"Namaku Muzammil. Ahmad Muzammil."
Hingga detik ini, aku masih terngiang akan teriakan itu. Dan hingga saat ini pula aku masih belum bisa mempercayainya. Ternyata mereka orang yang sama. Lelaki bersenyum manis itu ternyata adalah Emyl, si pria bersuara emas. Aku sungguh tak menduganya.
Selama ini aku berfikir kedua lelaki itu adalah orang yang berbeda. Selama ini pula aku menaruh kekaguman lebih pada Emyl. Tapi, ternyata Emyl adalah Si pria bersenyum manis itu. Oh Ya Allah, ada apa ini? Kenapa setelah mengetahui hal ini hatiku menjadi sangat gembira. Seperti ada kembang api yang siap meledak di dalamnya. Apa karna dua sosok yang ku kagumi itu adalah orang yang sama? Atau karna aku tak harus bimbang memilih diantara keduanya.
Tapi, kenapa aku harus bimbang? Dan kenapa pula aku harus repot-repot memilih diantara mereka? Apa, apa karna aku menyukainya?
Benar kah itu?
Ahh, tapi rasanya Tidak. Aku hanya menganguminya. Yahh, aku hanya kagum padanya. Itu saja!
"Nisa."
Teriakan itu menghentikan lamunanku. Dari suaranya aku sangat tahu siapa yang telah memanggilku."Kak Hafidz."
Begitu ku menggumamkan namanya, sosoknya Tiba-tiba saja muncul diambang pintu dan mengejutkanku.
"Astagfirullah, kak Hafidz." Pekik ku setengah tak percaya. Tapi tetap saja aku berlari menghampirinya.
Ku peluk tubuh tinggi tegap itu dengan sangat eratnya. menumpahkan rasa rindu yang kian membuncah. "Jadi ini benar kak Hafidz. Alhamdulillah, Ya Allah. Aku pikir, hari ini aku nggak akan ketemu kakak."
Kak Hafidz tertawa seraya membalas pelukanku. "Mana mungkin kakak melewatkan sehari tanpa menjaili adik kakak yang tersayang ini." Dia menarik hidungku setelah pelukan kami terlepas.
Aku tertawa menerima perlakuannya itu. "Ihh. Kakak mah menih tega."
Ku lihat kak Hafidz terkejut dengan ucapanku. "Lho, kamu belajar bahasa itu dari mana?"
"Dari Husnah lah Kak. Siapa lagi." Aku tertawa, setelahnya ku ajak kak Hafidz duduk bersamaku diatas tempat tidur.
"Ini. Titipan dari Husnah. Ole-ole buat kakak, katanya." Ku serahkan bingkisan yang Husnah berikan padaku sebelum kami berpisah di Terminal. Kak Hafidz cukup heran menerimanya.

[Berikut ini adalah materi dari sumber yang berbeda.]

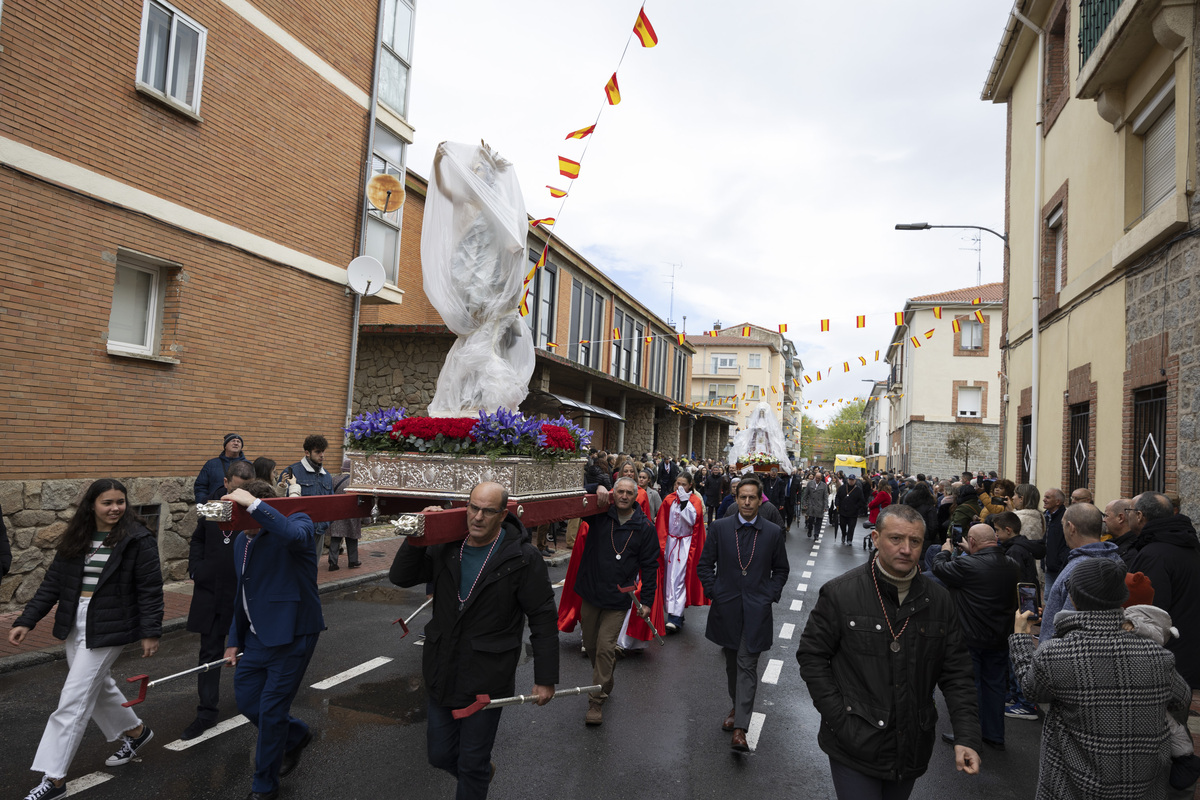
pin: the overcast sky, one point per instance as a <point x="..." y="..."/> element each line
<point x="769" y="148"/>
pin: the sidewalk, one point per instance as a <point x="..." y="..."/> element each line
<point x="40" y="647"/>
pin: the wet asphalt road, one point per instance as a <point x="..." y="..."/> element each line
<point x="660" y="739"/>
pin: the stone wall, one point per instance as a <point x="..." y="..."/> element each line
<point x="36" y="515"/>
<point x="927" y="449"/>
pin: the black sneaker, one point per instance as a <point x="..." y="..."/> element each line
<point x="47" y="791"/>
<point x="130" y="749"/>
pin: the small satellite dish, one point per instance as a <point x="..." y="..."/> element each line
<point x="365" y="275"/>
<point x="385" y="193"/>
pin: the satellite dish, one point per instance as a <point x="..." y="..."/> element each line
<point x="365" y="275"/>
<point x="385" y="193"/>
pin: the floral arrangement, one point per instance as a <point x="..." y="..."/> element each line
<point x="503" y="433"/>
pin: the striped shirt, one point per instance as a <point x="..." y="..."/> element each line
<point x="94" y="561"/>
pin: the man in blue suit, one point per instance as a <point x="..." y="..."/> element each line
<point x="275" y="626"/>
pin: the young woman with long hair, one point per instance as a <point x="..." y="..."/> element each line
<point x="107" y="582"/>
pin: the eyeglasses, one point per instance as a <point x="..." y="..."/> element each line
<point x="474" y="511"/>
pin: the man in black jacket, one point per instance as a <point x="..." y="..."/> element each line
<point x="215" y="585"/>
<point x="879" y="641"/>
<point x="984" y="583"/>
<point x="483" y="591"/>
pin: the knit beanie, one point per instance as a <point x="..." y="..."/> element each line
<point x="1097" y="584"/>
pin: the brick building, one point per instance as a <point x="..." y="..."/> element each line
<point x="183" y="190"/>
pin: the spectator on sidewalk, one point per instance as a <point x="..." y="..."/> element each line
<point x="210" y="482"/>
<point x="107" y="582"/>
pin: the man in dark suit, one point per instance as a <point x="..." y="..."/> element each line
<point x="743" y="569"/>
<point x="215" y="584"/>
<point x="276" y="623"/>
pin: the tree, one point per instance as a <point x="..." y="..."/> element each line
<point x="958" y="444"/>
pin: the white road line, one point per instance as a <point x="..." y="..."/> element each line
<point x="215" y="731"/>
<point x="756" y="721"/>
<point x="96" y="779"/>
<point x="354" y="672"/>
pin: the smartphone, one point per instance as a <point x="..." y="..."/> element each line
<point x="1027" y="599"/>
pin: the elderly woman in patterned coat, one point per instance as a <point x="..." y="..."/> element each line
<point x="1109" y="690"/>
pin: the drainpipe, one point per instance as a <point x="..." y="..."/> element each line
<point x="363" y="227"/>
<point x="1035" y="341"/>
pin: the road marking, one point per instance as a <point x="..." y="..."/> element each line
<point x="90" y="780"/>
<point x="215" y="731"/>
<point x="755" y="728"/>
<point x="354" y="672"/>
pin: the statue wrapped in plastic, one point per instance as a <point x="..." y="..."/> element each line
<point x="762" y="434"/>
<point x="473" y="262"/>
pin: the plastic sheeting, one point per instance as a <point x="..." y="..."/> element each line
<point x="473" y="247"/>
<point x="762" y="434"/>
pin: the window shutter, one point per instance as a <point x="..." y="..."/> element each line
<point x="1158" y="160"/>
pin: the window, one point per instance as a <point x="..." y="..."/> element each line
<point x="972" y="335"/>
<point x="395" y="54"/>
<point x="171" y="55"/>
<point x="384" y="229"/>
<point x="970" y="401"/>
<point x="136" y="316"/>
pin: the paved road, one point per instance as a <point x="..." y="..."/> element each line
<point x="660" y="739"/>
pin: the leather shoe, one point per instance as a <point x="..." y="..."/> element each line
<point x="292" y="758"/>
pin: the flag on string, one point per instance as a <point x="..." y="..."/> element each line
<point x="612" y="91"/>
<point x="645" y="31"/>
<point x="568" y="168"/>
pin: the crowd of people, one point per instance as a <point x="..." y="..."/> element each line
<point x="1019" y="605"/>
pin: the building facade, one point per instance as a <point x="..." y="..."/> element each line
<point x="1101" y="215"/>
<point x="630" y="390"/>
<point x="738" y="366"/>
<point x="173" y="246"/>
<point x="942" y="379"/>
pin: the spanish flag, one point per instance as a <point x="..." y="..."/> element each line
<point x="645" y="31"/>
<point x="568" y="168"/>
<point x="611" y="91"/>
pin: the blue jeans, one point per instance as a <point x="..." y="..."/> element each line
<point x="991" y="685"/>
<point x="463" y="747"/>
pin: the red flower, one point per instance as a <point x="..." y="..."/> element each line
<point x="558" y="438"/>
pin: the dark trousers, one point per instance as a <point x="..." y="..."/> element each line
<point x="208" y="684"/>
<point x="991" y="686"/>
<point x="851" y="785"/>
<point x="265" y="684"/>
<point x="463" y="747"/>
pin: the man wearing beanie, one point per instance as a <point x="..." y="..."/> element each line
<point x="1108" y="691"/>
<point x="1081" y="528"/>
<point x="210" y="482"/>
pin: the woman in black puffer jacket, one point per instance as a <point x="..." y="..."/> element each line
<point x="107" y="583"/>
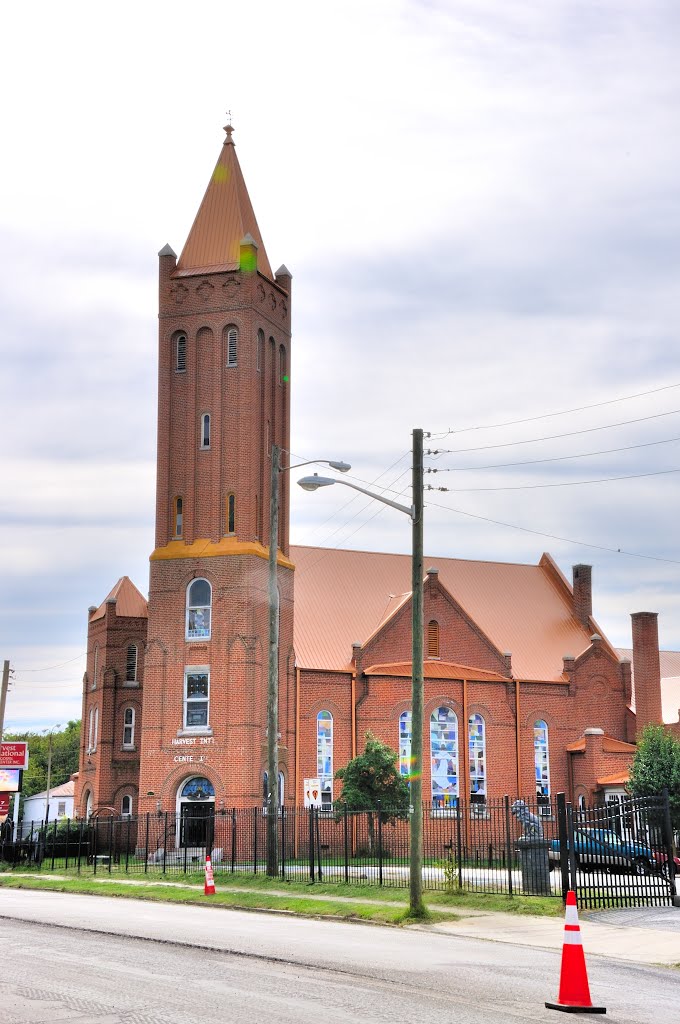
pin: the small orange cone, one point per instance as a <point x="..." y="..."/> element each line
<point x="574" y="990"/>
<point x="209" y="887"/>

Aku yang merasa lucu dengan ekspresi yang ditampilkan Kakakku itu tak mampu lagi menahan Tawa. Kesempatan ini tak mungkin aku sia-siakan begitu saja.

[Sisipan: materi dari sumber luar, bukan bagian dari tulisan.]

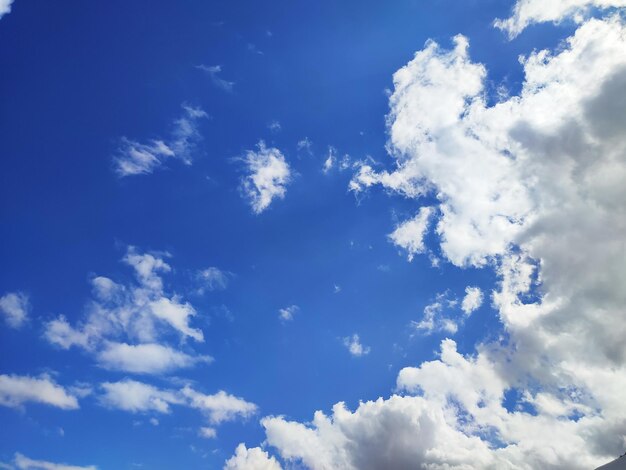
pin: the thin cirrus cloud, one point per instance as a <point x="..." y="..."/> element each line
<point x="136" y="158"/>
<point x="14" y="306"/>
<point x="125" y="324"/>
<point x="16" y="390"/>
<point x="509" y="181"/>
<point x="25" y="463"/>
<point x="267" y="177"/>
<point x="213" y="72"/>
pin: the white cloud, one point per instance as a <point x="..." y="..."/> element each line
<point x="528" y="12"/>
<point x="135" y="158"/>
<point x="409" y="235"/>
<point x="219" y="407"/>
<point x="24" y="463"/>
<point x="147" y="358"/>
<point x="251" y="459"/>
<point x="473" y="299"/>
<point x="138" y="397"/>
<point x="15" y="306"/>
<point x="354" y="346"/>
<point x="267" y="178"/>
<point x="533" y="188"/>
<point x="331" y="159"/>
<point x="213" y="72"/>
<point x="5" y="7"/>
<point x="207" y="432"/>
<point x="213" y="278"/>
<point x="287" y="313"/>
<point x="15" y="390"/>
<point x="124" y="324"/>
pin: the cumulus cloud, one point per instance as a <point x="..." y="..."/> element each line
<point x="409" y="235"/>
<point x="528" y="12"/>
<point x="214" y="71"/>
<point x="531" y="187"/>
<point x="287" y="313"/>
<point x="267" y="178"/>
<point x="354" y="346"/>
<point x="15" y="306"/>
<point x="473" y="299"/>
<point x="251" y="459"/>
<point x="5" y="7"/>
<point x="136" y="158"/>
<point x="125" y="324"/>
<point x="24" y="463"/>
<point x="15" y="390"/>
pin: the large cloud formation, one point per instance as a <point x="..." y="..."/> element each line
<point x="533" y="187"/>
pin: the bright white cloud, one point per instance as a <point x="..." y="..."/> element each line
<point x="267" y="178"/>
<point x="532" y="187"/>
<point x="24" y="463"/>
<point x="214" y="71"/>
<point x="473" y="299"/>
<point x="287" y="313"/>
<point x="135" y="158"/>
<point x="528" y="12"/>
<point x="5" y="7"/>
<point x="251" y="459"/>
<point x="124" y="324"/>
<point x="409" y="235"/>
<point x="147" y="358"/>
<point x="15" y="306"/>
<point x="354" y="346"/>
<point x="15" y="390"/>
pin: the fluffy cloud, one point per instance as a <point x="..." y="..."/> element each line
<point x="267" y="178"/>
<point x="532" y="187"/>
<point x="15" y="390"/>
<point x="24" y="463"/>
<point x="135" y="158"/>
<point x="354" y="346"/>
<point x="527" y="12"/>
<point x="473" y="299"/>
<point x="124" y="324"/>
<point x="251" y="459"/>
<point x="410" y="234"/>
<point x="15" y="306"/>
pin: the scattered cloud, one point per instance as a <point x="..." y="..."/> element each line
<point x="473" y="299"/>
<point x="135" y="158"/>
<point x="354" y="346"/>
<point x="287" y="313"/>
<point x="15" y="307"/>
<point x="267" y="178"/>
<point x="409" y="235"/>
<point x="16" y="390"/>
<point x="24" y="463"/>
<point x="124" y="325"/>
<point x="213" y="71"/>
<point x="528" y="12"/>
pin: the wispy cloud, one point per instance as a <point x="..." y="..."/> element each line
<point x="136" y="158"/>
<point x="213" y="72"/>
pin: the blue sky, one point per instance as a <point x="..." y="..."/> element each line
<point x="220" y="217"/>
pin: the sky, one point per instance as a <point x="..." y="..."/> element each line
<point x="312" y="235"/>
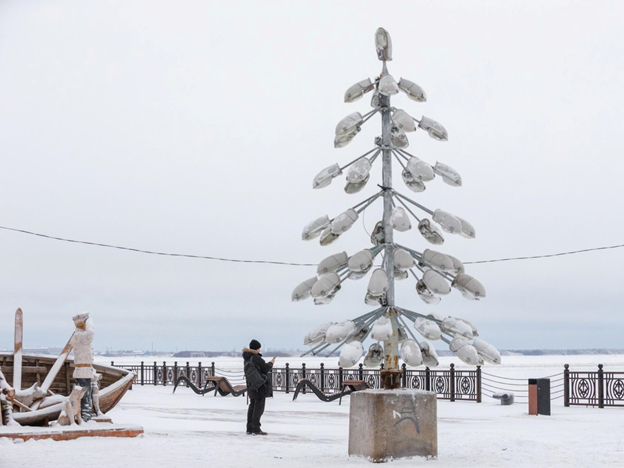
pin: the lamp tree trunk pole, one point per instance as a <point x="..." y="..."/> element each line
<point x="391" y="347"/>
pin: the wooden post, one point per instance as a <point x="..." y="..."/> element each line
<point x="38" y="374"/>
<point x="404" y="376"/>
<point x="566" y="385"/>
<point x="600" y="386"/>
<point x="452" y="382"/>
<point x="67" y="378"/>
<point x="427" y="379"/>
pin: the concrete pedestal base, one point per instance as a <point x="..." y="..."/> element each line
<point x="387" y="424"/>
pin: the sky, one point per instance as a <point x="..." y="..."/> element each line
<point x="197" y="127"/>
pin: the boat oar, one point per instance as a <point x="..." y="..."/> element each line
<point x="17" y="350"/>
<point x="17" y="403"/>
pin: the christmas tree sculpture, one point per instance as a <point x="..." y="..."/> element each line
<point x="435" y="272"/>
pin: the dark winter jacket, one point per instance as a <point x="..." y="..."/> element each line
<point x="263" y="367"/>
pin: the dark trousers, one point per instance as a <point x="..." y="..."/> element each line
<point x="86" y="404"/>
<point x="254" y="413"/>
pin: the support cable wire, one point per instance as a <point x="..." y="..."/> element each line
<point x="511" y="378"/>
<point x="274" y="262"/>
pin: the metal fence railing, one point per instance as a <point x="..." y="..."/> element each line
<point x="449" y="384"/>
<point x="593" y="388"/>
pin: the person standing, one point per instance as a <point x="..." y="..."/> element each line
<point x="81" y="342"/>
<point x="257" y="377"/>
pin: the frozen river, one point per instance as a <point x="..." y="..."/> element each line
<point x="184" y="429"/>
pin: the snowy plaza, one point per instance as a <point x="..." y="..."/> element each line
<point x="184" y="429"/>
<point x="311" y="234"/>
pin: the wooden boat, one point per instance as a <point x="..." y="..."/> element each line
<point x="114" y="384"/>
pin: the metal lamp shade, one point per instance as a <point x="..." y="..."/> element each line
<point x="427" y="296"/>
<point x="465" y="352"/>
<point x="374" y="356"/>
<point x="355" y="187"/>
<point x="468" y="230"/>
<point x="410" y="353"/>
<point x="449" y="175"/>
<point x="398" y="138"/>
<point x="430" y="232"/>
<point x="302" y="292"/>
<point x="358" y="90"/>
<point x="314" y="228"/>
<point x="349" y="124"/>
<point x="433" y="128"/>
<point x="350" y="354"/>
<point x="430" y="357"/>
<point x="382" y="329"/>
<point x="437" y="260"/>
<point x="403" y="260"/>
<point x="387" y="86"/>
<point x="328" y="237"/>
<point x="411" y="183"/>
<point x="457" y="328"/>
<point x="316" y="335"/>
<point x="332" y="263"/>
<point x="428" y="328"/>
<point x="358" y="171"/>
<point x="383" y="45"/>
<point x="325" y="285"/>
<point x="488" y="352"/>
<point x="378" y="284"/>
<point x="436" y="283"/>
<point x="413" y="91"/>
<point x="420" y="170"/>
<point x="361" y="261"/>
<point x="343" y="222"/>
<point x="324" y="178"/>
<point x="470" y="287"/>
<point x="399" y="219"/>
<point x="447" y="221"/>
<point x="403" y="121"/>
<point x="339" y="331"/>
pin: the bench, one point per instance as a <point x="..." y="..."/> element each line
<point x="219" y="384"/>
<point x="348" y="387"/>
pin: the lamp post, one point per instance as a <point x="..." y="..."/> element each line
<point x="432" y="270"/>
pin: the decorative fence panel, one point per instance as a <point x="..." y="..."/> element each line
<point x="587" y="388"/>
<point x="449" y="384"/>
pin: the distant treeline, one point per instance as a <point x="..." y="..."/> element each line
<point x="509" y="352"/>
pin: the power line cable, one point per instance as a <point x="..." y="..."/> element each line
<point x="273" y="262"/>
<point x="560" y="254"/>
<point x="150" y="252"/>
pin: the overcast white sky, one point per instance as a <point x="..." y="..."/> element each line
<point x="197" y="127"/>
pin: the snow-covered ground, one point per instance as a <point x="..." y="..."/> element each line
<point x="185" y="429"/>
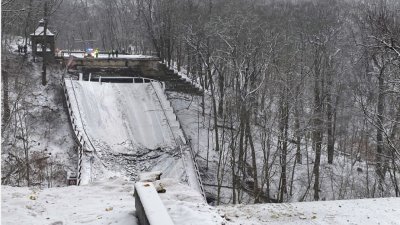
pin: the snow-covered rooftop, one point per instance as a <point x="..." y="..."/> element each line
<point x="39" y="30"/>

"Ciee. Yang dapat pengagum baru." Aku mulai menggodanya.
Kak hafidz nampak malu. "Ahh, apa sih kamu ini."
"Ciee, ciee, jadi ceritanya Ustadzah Ayda bakal punya saingan nih."
Aku semakin tertawa melihat wajah Kak Hafidz mulai memerah. Ahh, kakak ku ini sungguh menggemaskan. Dia yang dulunya sangat anti dengan yang namanya Wanita dan Cinta. Tapi sekalinya jatuh cinta, dia malah tak mampu mengutarakannya. Duhh, gimana sih. Aku jadi gemas sendiri melihatnya.
Kak Hafidz kini menatapku dengan tatapan protesnya. Gerakan matanya menyuruhku untuk diam. Tadinya sih aku tak mau menurutinya, tapi karna tak tega, akhirnya ku hentikan tawaku. Lantas aku beralih mengambil bingkisan yang satunya lagi. Kali ini adalah hadiah dariku.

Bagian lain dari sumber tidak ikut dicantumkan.